An advanced web framework, designed on the principles of Flask.It comes with advanced user authentication mechanisms using Globus Auth, modular templates for flexibility and custom styling options powered by Bootstrap.

Directory Structure

  • /web - Contains the main GAS web application files and the REST API endpoints developed with Flask.
  • /ann - Hosts the annotator files responsible for processing and managing data annotations. Annotated data can provide valuable insights and aid in machine learning tasks.
  • /util - Comprises utility scripts for timely notifications, archival, and restoration processes, enhancing user experience and data reliability.
  • /aws - Stores AWS user data files securely, ensuring data privacy and integrity with AWS Vault.

Technology Stack

Our application leverages various cutting-edge technologies and AWS services for superior performance and scalability:

  • Flask and React.js for developing the backend and frontend of the application respectively.
  • Globus Auth for robust user authentication.
  • AWS Vault for managing and storing secrets and protecting sensitive data.
  • AWS SNS (Simple Notification Service) and SQS (Simple Queue Service) for managing and processing application messages.
  • AWS EC2 (Elastic Compute Cloud) for scalable and secure application hosting.
  • AWS S3 (Simple Storage Service) for storing and retrieving any amount of data at any time from around the globe.
  • AWS Glacier for cost-effective, long-term data archival.

Archive Process (AWS Vault, SNS, SQS, S3, Glacier)

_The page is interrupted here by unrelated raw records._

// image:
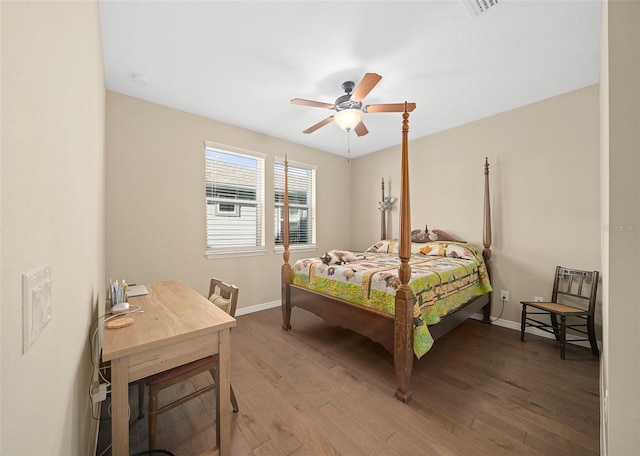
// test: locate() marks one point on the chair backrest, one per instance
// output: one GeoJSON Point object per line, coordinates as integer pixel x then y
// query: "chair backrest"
{"type": "Point", "coordinates": [576, 288]}
{"type": "Point", "coordinates": [224, 295]}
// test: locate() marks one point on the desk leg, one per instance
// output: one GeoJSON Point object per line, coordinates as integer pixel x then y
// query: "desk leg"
{"type": "Point", "coordinates": [223, 395]}
{"type": "Point", "coordinates": [120, 407]}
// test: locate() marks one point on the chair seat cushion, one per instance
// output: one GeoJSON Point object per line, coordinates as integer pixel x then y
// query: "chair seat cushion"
{"type": "Point", "coordinates": [557, 308]}
{"type": "Point", "coordinates": [161, 377]}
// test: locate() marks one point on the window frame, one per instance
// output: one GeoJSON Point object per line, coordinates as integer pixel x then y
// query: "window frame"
{"type": "Point", "coordinates": [311, 205]}
{"type": "Point", "coordinates": [212, 251]}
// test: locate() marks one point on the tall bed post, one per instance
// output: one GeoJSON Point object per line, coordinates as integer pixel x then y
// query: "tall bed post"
{"type": "Point", "coordinates": [383, 217]}
{"type": "Point", "coordinates": [486, 237]}
{"type": "Point", "coordinates": [403, 320]}
{"type": "Point", "coordinates": [286, 267]}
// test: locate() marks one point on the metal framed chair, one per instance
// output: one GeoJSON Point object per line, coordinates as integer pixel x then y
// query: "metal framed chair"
{"type": "Point", "coordinates": [224, 296]}
{"type": "Point", "coordinates": [573, 299]}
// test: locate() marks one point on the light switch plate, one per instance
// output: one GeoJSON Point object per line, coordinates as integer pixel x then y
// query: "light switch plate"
{"type": "Point", "coordinates": [36, 303]}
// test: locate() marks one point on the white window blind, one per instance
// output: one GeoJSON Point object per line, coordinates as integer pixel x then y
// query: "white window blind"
{"type": "Point", "coordinates": [234, 200]}
{"type": "Point", "coordinates": [302, 203]}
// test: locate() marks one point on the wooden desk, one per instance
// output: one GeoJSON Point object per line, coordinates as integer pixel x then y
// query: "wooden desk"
{"type": "Point", "coordinates": [178, 326]}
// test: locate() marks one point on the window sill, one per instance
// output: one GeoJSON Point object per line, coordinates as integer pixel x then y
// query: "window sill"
{"type": "Point", "coordinates": [296, 248]}
{"type": "Point", "coordinates": [214, 255]}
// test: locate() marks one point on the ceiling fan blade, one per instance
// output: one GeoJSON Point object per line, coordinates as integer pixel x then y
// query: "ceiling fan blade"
{"type": "Point", "coordinates": [315, 104]}
{"type": "Point", "coordinates": [368, 82]}
{"type": "Point", "coordinates": [360, 129]}
{"type": "Point", "coordinates": [320, 124]}
{"type": "Point", "coordinates": [391, 107]}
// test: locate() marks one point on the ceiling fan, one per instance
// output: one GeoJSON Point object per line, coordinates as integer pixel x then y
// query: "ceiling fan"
{"type": "Point", "coordinates": [349, 108]}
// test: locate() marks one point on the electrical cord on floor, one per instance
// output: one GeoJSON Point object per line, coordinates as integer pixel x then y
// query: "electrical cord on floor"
{"type": "Point", "coordinates": [499, 316]}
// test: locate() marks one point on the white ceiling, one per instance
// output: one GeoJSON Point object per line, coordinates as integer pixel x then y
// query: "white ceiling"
{"type": "Point", "coordinates": [241, 62]}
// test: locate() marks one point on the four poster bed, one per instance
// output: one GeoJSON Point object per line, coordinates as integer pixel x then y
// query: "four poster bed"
{"type": "Point", "coordinates": [376, 295]}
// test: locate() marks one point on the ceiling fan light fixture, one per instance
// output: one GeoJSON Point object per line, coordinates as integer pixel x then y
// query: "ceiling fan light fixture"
{"type": "Point", "coordinates": [348, 119]}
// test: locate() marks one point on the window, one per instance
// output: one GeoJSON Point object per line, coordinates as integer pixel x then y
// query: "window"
{"type": "Point", "coordinates": [234, 200]}
{"type": "Point", "coordinates": [302, 203]}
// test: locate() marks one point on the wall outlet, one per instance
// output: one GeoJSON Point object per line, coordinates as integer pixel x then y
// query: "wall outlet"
{"type": "Point", "coordinates": [99, 394]}
{"type": "Point", "coordinates": [36, 303]}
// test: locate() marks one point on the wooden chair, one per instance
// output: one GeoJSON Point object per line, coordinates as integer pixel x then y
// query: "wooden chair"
{"type": "Point", "coordinates": [224, 296]}
{"type": "Point", "coordinates": [577, 292]}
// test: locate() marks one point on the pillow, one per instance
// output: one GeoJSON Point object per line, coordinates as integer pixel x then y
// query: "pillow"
{"type": "Point", "coordinates": [448, 249]}
{"type": "Point", "coordinates": [392, 246]}
{"type": "Point", "coordinates": [384, 246]}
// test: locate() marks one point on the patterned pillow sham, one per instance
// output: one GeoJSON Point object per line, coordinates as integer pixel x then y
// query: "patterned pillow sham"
{"type": "Point", "coordinates": [448, 249]}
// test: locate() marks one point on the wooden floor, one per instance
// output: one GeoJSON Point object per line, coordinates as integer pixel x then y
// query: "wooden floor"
{"type": "Point", "coordinates": [318, 390]}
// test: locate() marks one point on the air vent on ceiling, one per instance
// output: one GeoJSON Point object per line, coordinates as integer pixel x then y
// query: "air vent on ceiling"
{"type": "Point", "coordinates": [477, 7]}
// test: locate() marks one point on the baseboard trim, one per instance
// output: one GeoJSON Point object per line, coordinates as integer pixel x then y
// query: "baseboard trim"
{"type": "Point", "coordinates": [257, 308]}
{"type": "Point", "coordinates": [95, 429]}
{"type": "Point", "coordinates": [515, 325]}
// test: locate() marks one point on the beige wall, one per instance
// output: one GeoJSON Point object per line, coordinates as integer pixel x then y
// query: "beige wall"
{"type": "Point", "coordinates": [52, 193]}
{"type": "Point", "coordinates": [544, 172]}
{"type": "Point", "coordinates": [155, 199]}
{"type": "Point", "coordinates": [620, 93]}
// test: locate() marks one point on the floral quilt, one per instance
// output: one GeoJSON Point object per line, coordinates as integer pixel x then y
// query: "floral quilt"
{"type": "Point", "coordinates": [444, 275]}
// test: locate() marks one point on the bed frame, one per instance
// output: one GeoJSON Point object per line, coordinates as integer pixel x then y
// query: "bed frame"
{"type": "Point", "coordinates": [394, 332]}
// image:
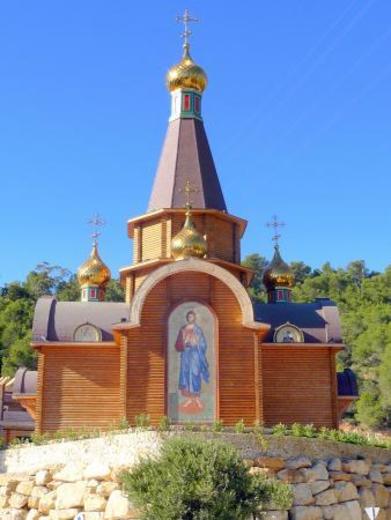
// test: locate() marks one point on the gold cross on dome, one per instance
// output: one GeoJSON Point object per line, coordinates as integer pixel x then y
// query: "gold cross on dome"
{"type": "Point", "coordinates": [96, 222]}
{"type": "Point", "coordinates": [186, 19]}
{"type": "Point", "coordinates": [275, 224]}
{"type": "Point", "coordinates": [188, 189]}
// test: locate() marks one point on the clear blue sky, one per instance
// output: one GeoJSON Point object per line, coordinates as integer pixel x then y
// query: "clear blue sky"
{"type": "Point", "coordinates": [298, 114]}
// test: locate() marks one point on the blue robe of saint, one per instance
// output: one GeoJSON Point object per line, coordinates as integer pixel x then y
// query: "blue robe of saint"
{"type": "Point", "coordinates": [194, 368]}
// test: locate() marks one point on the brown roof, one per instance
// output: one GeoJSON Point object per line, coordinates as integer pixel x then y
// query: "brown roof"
{"type": "Point", "coordinates": [186, 156]}
{"type": "Point", "coordinates": [319, 320]}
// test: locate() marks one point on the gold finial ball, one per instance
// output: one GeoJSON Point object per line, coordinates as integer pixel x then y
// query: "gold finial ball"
{"type": "Point", "coordinates": [188, 242]}
{"type": "Point", "coordinates": [186, 74]}
{"type": "Point", "coordinates": [94, 271]}
{"type": "Point", "coordinates": [278, 273]}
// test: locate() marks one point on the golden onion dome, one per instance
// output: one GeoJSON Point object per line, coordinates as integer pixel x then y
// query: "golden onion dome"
{"type": "Point", "coordinates": [94, 271]}
{"type": "Point", "coordinates": [186, 74]}
{"type": "Point", "coordinates": [188, 242]}
{"type": "Point", "coordinates": [278, 273]}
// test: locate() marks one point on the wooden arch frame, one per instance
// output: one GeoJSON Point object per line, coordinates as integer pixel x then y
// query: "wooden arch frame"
{"type": "Point", "coordinates": [199, 266]}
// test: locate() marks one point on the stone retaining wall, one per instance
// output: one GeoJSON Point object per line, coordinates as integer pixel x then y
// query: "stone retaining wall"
{"type": "Point", "coordinates": [325, 487]}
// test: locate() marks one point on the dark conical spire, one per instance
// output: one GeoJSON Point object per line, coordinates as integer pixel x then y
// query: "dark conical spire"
{"type": "Point", "coordinates": [186, 155]}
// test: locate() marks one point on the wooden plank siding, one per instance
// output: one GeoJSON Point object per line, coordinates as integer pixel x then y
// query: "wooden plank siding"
{"type": "Point", "coordinates": [152, 240]}
{"type": "Point", "coordinates": [297, 385]}
{"type": "Point", "coordinates": [147, 345]}
{"type": "Point", "coordinates": [81, 388]}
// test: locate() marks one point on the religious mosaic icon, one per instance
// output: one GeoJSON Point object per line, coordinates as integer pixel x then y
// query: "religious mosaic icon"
{"type": "Point", "coordinates": [191, 364]}
{"type": "Point", "coordinates": [288, 333]}
{"type": "Point", "coordinates": [87, 333]}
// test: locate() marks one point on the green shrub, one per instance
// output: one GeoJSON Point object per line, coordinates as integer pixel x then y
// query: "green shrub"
{"type": "Point", "coordinates": [142, 421]}
{"type": "Point", "coordinates": [240, 427]}
{"type": "Point", "coordinates": [189, 426]}
{"type": "Point", "coordinates": [280, 430]}
{"type": "Point", "coordinates": [217, 426]}
{"type": "Point", "coordinates": [123, 424]}
{"type": "Point", "coordinates": [196, 479]}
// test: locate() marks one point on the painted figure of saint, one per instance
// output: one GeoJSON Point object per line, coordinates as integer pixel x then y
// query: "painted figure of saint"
{"type": "Point", "coordinates": [194, 368]}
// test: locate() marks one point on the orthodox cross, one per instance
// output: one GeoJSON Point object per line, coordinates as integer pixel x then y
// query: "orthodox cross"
{"type": "Point", "coordinates": [275, 224]}
{"type": "Point", "coordinates": [96, 222]}
{"type": "Point", "coordinates": [188, 190]}
{"type": "Point", "coordinates": [186, 19]}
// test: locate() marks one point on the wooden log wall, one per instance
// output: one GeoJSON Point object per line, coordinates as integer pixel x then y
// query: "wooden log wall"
{"type": "Point", "coordinates": [146, 383]}
{"type": "Point", "coordinates": [81, 388]}
{"type": "Point", "coordinates": [298, 385]}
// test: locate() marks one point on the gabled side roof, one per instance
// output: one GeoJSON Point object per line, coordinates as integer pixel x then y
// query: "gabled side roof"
{"type": "Point", "coordinates": [186, 156]}
{"type": "Point", "coordinates": [319, 320]}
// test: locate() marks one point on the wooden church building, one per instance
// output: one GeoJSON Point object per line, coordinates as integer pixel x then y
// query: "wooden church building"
{"type": "Point", "coordinates": [187, 342]}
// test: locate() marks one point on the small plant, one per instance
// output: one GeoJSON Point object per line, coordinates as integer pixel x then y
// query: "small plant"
{"type": "Point", "coordinates": [40, 438]}
{"type": "Point", "coordinates": [123, 424]}
{"type": "Point", "coordinates": [142, 421]}
{"type": "Point", "coordinates": [296, 430]}
{"type": "Point", "coordinates": [240, 427]}
{"type": "Point", "coordinates": [217, 426]}
{"type": "Point", "coordinates": [280, 429]}
{"type": "Point", "coordinates": [164, 424]}
{"type": "Point", "coordinates": [184, 483]}
{"type": "Point", "coordinates": [303, 430]}
{"type": "Point", "coordinates": [189, 426]}
{"type": "Point", "coordinates": [16, 442]}
{"type": "Point", "coordinates": [309, 431]}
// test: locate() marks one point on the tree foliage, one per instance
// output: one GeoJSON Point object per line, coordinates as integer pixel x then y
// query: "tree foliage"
{"type": "Point", "coordinates": [17, 302]}
{"type": "Point", "coordinates": [196, 479]}
{"type": "Point", "coordinates": [364, 299]}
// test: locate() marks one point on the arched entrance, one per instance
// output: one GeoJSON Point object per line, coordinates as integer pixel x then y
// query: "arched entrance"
{"type": "Point", "coordinates": [191, 363]}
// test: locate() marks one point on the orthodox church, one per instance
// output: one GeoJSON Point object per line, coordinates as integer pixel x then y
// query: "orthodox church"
{"type": "Point", "coordinates": [187, 342]}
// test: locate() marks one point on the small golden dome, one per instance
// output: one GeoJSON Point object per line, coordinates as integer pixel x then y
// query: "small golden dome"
{"type": "Point", "coordinates": [186, 74]}
{"type": "Point", "coordinates": [93, 271]}
{"type": "Point", "coordinates": [188, 242]}
{"type": "Point", "coordinates": [278, 273]}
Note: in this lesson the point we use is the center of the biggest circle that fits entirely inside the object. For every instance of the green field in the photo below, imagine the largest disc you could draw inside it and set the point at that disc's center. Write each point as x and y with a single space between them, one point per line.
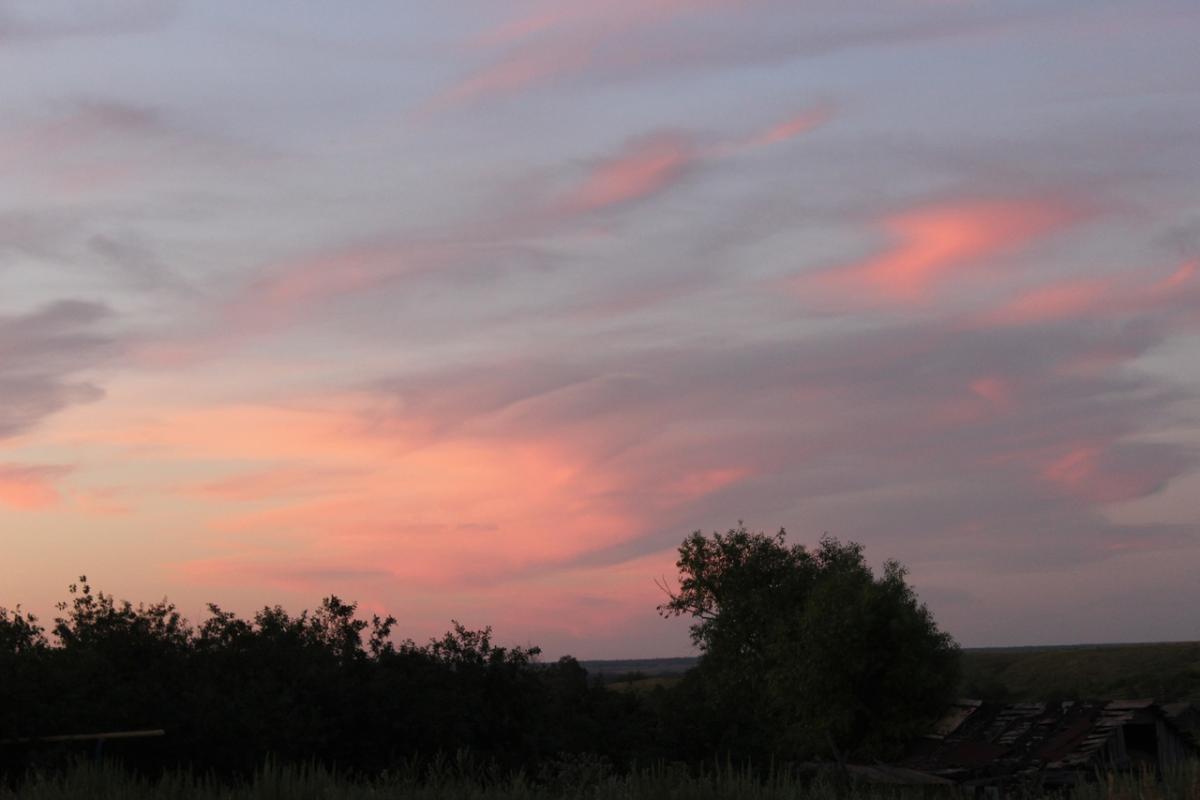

  1. An SQS with a delay is configured to subscribe to a dedicated SNS. Upon completion of annotation, a message is dispatched to this SNS.
  2. The SQS operates continually, fetching messages linked to completed annotation jobs. From these messages, job ID and user ID are extracted.
  3. If the user is a non-premium one, the archive status in the corresponding database table is marked as pending. The result file is then uploaded to Glacier for long-term storage and simultaneously removed from S3 to free up storage space. Once the upload is confirmed, the archive status is updated to completed and the archive ID is saved for future reference.
  4. Post-processing, the original SQS message is deleted, maintaining the queue's efficiency.

Restore Process (AWS Vault, SNS, SQS, EC2, S3, Glacier)

  1. Upon a user confirming their subscription, a message is dispatched to a dedicated SNS.
  2. An SQS, listening to this SNS, fetches messages incessantly. When a valid message is detected, it triggers the extraction of user_id. This is followed by a comprehensive scan of the user's table records. Records with a specific archive status indicate a need for file restoration.
  3. The restore message is then promptly deleted.
  4. For records necessitating restoration, the archive ID is fetched from the table record. The file is then retrieved from Glacier and a message is dispatched to a designated SNS to inform Glacier of the completed retrieval.
  5. An SQS, listening to this SNS, uploads the restored files from Glacier to S3 and removes them from Glacier, ensuring cost-effectiveness.
  6. The database table is updated post the completion of the process, removing the archive status and archive ID.
  7. The thaw message is then deleted, maintaining queue efficiency.

Rationale

  • Scalability: By leveraging the high message handling capacity of SQS and the automatic scalability of AWS Lambda, our system auto-scales in response to workload fluctuations.
  • Stability: Our system ensures continuous operation and the ability to restore tasks, even when part of the system encounters a downtime, thanks to the distinct separation of SNS and SQS. Messages failing Lambda processing are retained in the queue for future processing.
  • Maintenance: Our system simplifies maintenance and debugging by providing clear visibility into the origin of messages and their respective statuses.
  • Flexibility: The use of versatile AWS services, such as SNS and SQS, along with Flask and React.js empowers our application to adapt readily to changes and updates.